Although we perform a comprehensive and updated analysis, our study have a number of limitations. First, our positive results mainly concentrated on Caucasians populations, while we only added 2 eligible study involved Caucasians compared with the meta-analysis of Wei et al 2014. Then, Arg399Gln polymorphisms is not only related to hereditary susceptibility, but also related to environmental factors. This study did not analyze environmental factors such as smoking. Third, biological factor is also the key factor for HNC, for example, HPV-positive HNC maybe different with HPV-negative HNC. However, the included studies did not distinguish the HPV-positive and HPV-negative HNC so that we were not able to analyze subgroup about HPV-relevant HNC. These are deficiencies and limitations for this meta-analysis
Conclusion
In this meta-analysis, the XRCC1 Arg399Gln variants (Arg/Gln and Arg/Arg+Arg/Gln) may contribute to HNC risk among Caucasians. Further studies with a larger sample are needed to confirm these findings.
Acknowledgments
Thanks for the English editing for this manuscript by Dr. Yang.

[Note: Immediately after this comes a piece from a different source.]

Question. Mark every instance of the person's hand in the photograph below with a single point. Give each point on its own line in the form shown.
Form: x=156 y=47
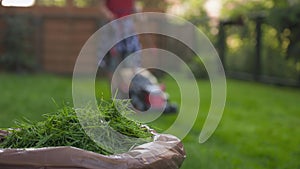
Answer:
x=109 y=15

Authors’ Note: This research does not involve animal experiments and clinical trials involving humans, so ethics is not suitable for this study.
Declaration of Conflicting Interests: The author(s) declared no potential conflicts of interest with respect to the research, authorship, and/or publication of this article.
Funding: The author(s) received no financial support for the research, authorship, and/or publication of this article.